The plan would allow the 12-acre complex on the Napa River to be sold and possibly reopen as a wine education, conference and visitor center.

Copia, also called the American Center for Wine, Food and the Arts, shut its doors last November after running out of cash. The nonprofit owes more than $78 million to bondholders and other creditors.

Its assets, including wine, artwork and real estate, are worth $25 to $35 million, according to estimates in bankruptcy filings.

Under the liquidation plan, unsecured creditors would receive about 13 cents on the dollar. They include Copia’s vendors, suppliers and service providers.

Ex-employees with claims for unpaid wages and people who left deposits for classes and events that were canceled when the facility closed are expected to receive the full amount of what they’re owed.

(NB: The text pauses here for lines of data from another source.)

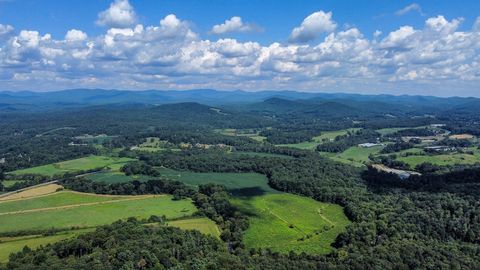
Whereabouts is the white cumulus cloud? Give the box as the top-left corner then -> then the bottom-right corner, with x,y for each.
96,0 -> 137,28
210,16 -> 258,34
289,11 -> 337,43
65,29 -> 88,42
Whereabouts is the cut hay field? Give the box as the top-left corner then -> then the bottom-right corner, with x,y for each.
0,191 -> 196,234
277,128 -> 361,150
0,183 -> 63,201
157,168 -> 278,196
233,193 -> 350,254
9,156 -> 134,177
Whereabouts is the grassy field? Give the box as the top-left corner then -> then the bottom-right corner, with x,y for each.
0,180 -> 22,188
215,128 -> 267,142
157,168 -> 277,196
133,137 -> 180,152
319,145 -> 385,167
376,126 -> 429,136
9,156 -> 134,177
0,228 -> 94,263
86,171 -> 153,184
277,128 -> 361,150
398,153 -> 480,167
74,134 -> 117,144
0,192 -> 196,233
168,217 -> 220,238
233,193 -> 350,254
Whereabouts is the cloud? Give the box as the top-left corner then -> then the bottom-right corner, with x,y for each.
96,0 -> 137,28
210,16 -> 259,34
289,11 -> 337,43
65,29 -> 88,42
0,9 -> 479,96
395,3 -> 425,16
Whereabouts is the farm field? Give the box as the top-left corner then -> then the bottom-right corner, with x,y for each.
0,191 -> 196,233
319,145 -> 385,167
168,217 -> 220,238
157,168 -> 278,196
86,171 -> 153,184
0,228 -> 94,263
0,183 -> 63,201
398,153 -> 480,167
215,128 -> 267,142
9,156 -> 134,177
233,193 -> 350,254
277,128 -> 361,150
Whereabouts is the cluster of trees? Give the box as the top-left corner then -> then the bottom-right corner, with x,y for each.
316,129 -> 380,153
391,128 -> 437,137
380,142 -> 414,154
121,161 -> 160,177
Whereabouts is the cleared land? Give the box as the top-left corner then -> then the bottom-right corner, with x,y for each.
157,168 -> 278,196
215,128 -> 267,142
133,137 -> 180,152
0,228 -> 94,263
9,156 -> 134,177
168,217 -> 220,238
0,180 -> 22,188
0,191 -> 196,233
320,145 -> 385,167
398,153 -> 480,167
86,171 -> 153,184
277,128 -> 361,150
233,193 -> 350,254
0,183 -> 63,201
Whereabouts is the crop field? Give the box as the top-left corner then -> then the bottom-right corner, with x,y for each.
0,191 -> 196,233
277,128 -> 361,150
398,153 -> 480,167
0,228 -> 94,263
233,193 -> 350,254
9,156 -> 134,177
168,217 -> 220,238
157,168 -> 278,196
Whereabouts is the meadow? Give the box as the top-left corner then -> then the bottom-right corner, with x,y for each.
0,228 -> 94,263
277,128 -> 361,150
0,191 -> 196,233
133,137 -> 181,152
157,167 -> 278,196
398,153 -> 480,167
214,128 -> 267,142
86,171 -> 153,184
320,145 -> 385,167
233,193 -> 350,254
168,217 -> 220,238
9,156 -> 134,177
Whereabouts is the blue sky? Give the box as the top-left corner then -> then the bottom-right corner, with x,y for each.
0,0 -> 479,96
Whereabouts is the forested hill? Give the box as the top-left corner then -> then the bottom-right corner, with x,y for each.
0,89 -> 479,114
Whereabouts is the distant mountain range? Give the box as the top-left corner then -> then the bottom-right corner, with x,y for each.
0,89 -> 478,114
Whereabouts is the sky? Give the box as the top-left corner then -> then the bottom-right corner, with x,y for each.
0,0 -> 479,96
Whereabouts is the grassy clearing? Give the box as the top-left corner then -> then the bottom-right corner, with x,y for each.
375,126 -> 429,136
0,193 -> 196,233
215,128 -> 267,142
157,168 -> 277,196
233,193 -> 350,254
1,180 -> 23,188
0,191 -> 129,213
74,134 -> 117,144
86,171 -> 153,184
319,145 -> 385,167
168,217 -> 220,238
133,137 -> 180,152
9,156 -> 134,177
0,184 -> 63,201
398,153 -> 480,167
0,228 -> 94,263
277,128 -> 361,150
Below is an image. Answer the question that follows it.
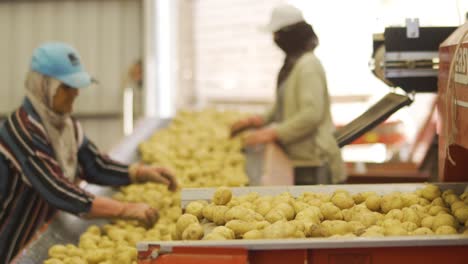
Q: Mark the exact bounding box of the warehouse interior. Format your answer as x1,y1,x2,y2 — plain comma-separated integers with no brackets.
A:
1,0,468,263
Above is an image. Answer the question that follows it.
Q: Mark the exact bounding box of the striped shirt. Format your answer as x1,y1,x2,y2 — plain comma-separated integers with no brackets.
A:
0,98,131,262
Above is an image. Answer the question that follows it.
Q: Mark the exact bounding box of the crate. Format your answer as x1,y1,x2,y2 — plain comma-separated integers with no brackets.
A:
138,183,468,264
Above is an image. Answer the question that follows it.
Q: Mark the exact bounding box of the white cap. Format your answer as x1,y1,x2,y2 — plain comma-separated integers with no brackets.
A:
262,4,304,32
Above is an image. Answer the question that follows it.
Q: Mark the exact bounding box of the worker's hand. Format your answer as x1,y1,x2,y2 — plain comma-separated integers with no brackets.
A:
119,202,159,227
243,128,278,146
230,115,264,137
130,163,178,192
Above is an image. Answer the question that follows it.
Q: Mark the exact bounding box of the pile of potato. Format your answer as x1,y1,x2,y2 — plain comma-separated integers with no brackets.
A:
139,109,249,187
177,184,468,240
44,184,468,263
44,183,181,264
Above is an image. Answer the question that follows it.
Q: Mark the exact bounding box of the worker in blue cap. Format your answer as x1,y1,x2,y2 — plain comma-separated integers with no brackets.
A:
0,42,178,262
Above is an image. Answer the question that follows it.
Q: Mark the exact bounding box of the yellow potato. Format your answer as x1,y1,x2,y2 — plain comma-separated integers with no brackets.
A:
211,226,235,239
331,192,355,209
44,259,64,264
48,245,68,259
320,203,343,220
384,226,408,236
454,207,468,223
176,214,199,238
435,225,458,235
243,229,264,239
412,227,434,235
213,187,233,205
365,195,381,211
421,184,441,201
181,223,204,240
381,193,404,213
385,209,404,221
225,220,257,238
352,191,376,204
185,201,205,220
432,214,458,231
212,205,229,225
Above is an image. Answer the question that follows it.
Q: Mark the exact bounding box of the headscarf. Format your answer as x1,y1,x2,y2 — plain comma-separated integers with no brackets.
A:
275,21,319,86
25,71,78,182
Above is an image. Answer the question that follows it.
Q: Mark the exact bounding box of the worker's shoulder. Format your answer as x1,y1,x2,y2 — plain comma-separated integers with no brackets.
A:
297,52,323,69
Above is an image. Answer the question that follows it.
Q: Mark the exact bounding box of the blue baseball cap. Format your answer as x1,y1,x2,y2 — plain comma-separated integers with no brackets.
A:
31,42,95,89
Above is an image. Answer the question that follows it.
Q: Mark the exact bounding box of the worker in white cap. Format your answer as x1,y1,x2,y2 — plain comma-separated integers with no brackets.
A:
0,42,178,262
231,4,346,185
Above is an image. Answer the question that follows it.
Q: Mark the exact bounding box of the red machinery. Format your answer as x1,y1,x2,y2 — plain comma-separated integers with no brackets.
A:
438,22,468,182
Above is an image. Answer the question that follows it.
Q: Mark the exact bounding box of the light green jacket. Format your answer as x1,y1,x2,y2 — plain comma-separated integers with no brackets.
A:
264,52,347,183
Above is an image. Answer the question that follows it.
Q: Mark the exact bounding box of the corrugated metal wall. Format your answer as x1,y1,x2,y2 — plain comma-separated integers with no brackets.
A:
0,0,142,150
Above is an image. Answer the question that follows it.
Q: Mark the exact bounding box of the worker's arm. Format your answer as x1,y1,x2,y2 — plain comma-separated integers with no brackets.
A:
262,102,277,125
77,136,131,186
0,153,9,206
86,196,159,226
78,135,178,191
275,65,326,145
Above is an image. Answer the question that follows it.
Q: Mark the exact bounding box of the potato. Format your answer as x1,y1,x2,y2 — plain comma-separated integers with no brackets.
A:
385,209,403,221
428,206,450,216
367,225,385,233
365,195,381,211
381,193,404,213
454,207,468,223
263,221,297,239
306,198,323,207
412,227,434,235
243,229,264,239
225,220,257,238
274,203,296,220
445,194,460,205
64,257,87,264
85,249,108,264
451,201,465,212
401,221,418,232
182,223,204,240
48,245,68,259
320,203,343,220
360,231,384,237
225,206,261,222
435,225,458,235
347,221,366,235
442,189,455,199
331,192,355,209
295,206,323,222
204,233,228,240
202,204,216,221
211,226,235,239
86,225,101,236
421,184,441,201
384,226,408,236
44,259,64,264
431,197,446,207
421,216,434,229
185,201,205,220
432,214,458,231
176,214,199,238
320,220,352,237
212,205,229,225
402,208,421,226
380,219,401,229
213,187,232,205
401,193,420,207
352,191,376,204
255,201,273,216
351,212,379,228
289,220,306,233
306,223,323,237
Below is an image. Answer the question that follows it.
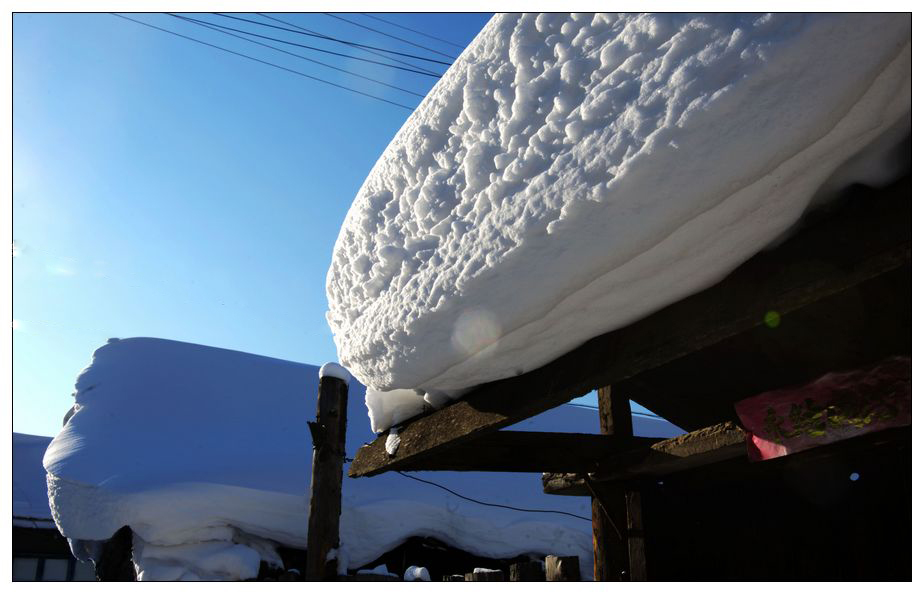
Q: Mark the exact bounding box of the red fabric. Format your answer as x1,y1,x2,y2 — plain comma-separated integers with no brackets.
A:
734,357,910,461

Secured creditors, including Copia’s bondholders, would share the proceeds from a sale of the property.

The city of Napa and a downtown business group, the Coalition to Preserve Copia, are in talks with Copia’s bond insurer about acquiring the location, which includes 80,000 square feet of buildings.

The coalition has suggested using it as a wine-and-food-oriented visitor and conference center.

The Culinary Institute of America, which operates a cooking school in St. Helena, is interested in leasing all or part of the property for its programs, according to bankruptcy court documents.

The votes counted so far overwhelmingly favor the liquidation plan, said John MacConaghy, Copia’s bankruptcy attorney.

Copia opened in 2001 with a $25 million donation from Mondavi, and later raised about $20 million from supporters.

It offered wine and food classes, art exhibits, gardens and Julia’s Kitchen, an upscale restaurant named for legendary chef — and honorary Copia trustee — Julia Child.

Copia attracted more than a million visitors but struggled financially, losing at least $5 million each year, according to bankruptcy documents. It was hampered by a hard-to-find location, an ill-defined mission and a lack of retail opportunities.

The nonprofit declared bankruptcy in December.

After six months of wrangling in U.S. Bankruptcy Court in Santa Rosa, Copia and its bond insurer, ACA Financial Guaranty Corp., agreed last month on a plan to liquidate Copia’s assets.

On July 7, Judge Alan Jaroslovsky ordered the plan submitted to Copia’s creditors for a vote. Friday is the deadline to return ballots.

Jaroslovsky will hold a hearing on the liquidation plan Aug. 14.

Meanwhile, one creditor group is objecting to the proposal. San Francisco attorney William McGrane, who has filed a federal class action suit accusing Copia’s lenders of mishandling a 2007 deal to refinance the center, said the liquidation plan benefits ACA at the expense of other Copia creditors.

MacConaghy said he doesn’t expect the objection will hold up Copia’s liquidation.